Victorian GP Dr Nola Maxfield, who chairs Gippsland PHN, one of the smaller bodies on the national PHN map, said the regional organisations should be actively explaining their programs to GPs and taking feedback. But where they didn’t, GPs should get involved.

“Probably there are a variety of governance models and some are working better than others.  They should come to you, but perhaps you need to be bashing on their door a bit,” she advised.

“I think, if I get agitated about something, I try to get on the board and get other GPs on the board.”

Until recently, Dr David Senior said his prime response to PHNs was to wish for a return to the old Divisions of General Practice. A practice principal in the South Australian town of Robe, with no hospital, Dr Senior had wanted to link into video teleconferencing with specialists in the state hospital system.

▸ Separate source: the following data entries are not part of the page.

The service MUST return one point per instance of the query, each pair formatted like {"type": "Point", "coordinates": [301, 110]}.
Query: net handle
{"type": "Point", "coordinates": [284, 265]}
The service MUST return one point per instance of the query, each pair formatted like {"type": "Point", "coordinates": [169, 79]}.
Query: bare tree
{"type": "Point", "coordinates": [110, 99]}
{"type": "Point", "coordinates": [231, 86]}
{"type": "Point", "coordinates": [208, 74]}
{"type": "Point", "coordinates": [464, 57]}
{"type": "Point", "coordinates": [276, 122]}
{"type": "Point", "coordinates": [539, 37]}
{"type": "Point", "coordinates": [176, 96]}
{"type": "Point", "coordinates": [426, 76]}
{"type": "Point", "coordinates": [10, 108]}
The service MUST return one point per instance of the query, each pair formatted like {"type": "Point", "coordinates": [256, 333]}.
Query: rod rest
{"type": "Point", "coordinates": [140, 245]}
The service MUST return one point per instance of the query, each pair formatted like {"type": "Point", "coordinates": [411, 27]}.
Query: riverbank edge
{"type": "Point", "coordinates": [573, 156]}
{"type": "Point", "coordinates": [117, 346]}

“The IT people at Country Health basically said it couldn’t be done because we weren’t employees,” the GP told The Medical Republic.

“Then, after speaking to cardiologists and psychiatrists who were supportive, I seemed to be getting somewhere, but it was going to cost an enormous amount of money to buy new equipment.”

Then someone suggested he get in touch with the PHN.

“Very quickly they made the arrangements so I can get into the system with the existing teleconference gear I’ve been using to contact private specialists – and they downloaded the software for me at no cost,” he said.

“This problem had been going on for years, and now, bang, it’s all happened.  A brilliant result.”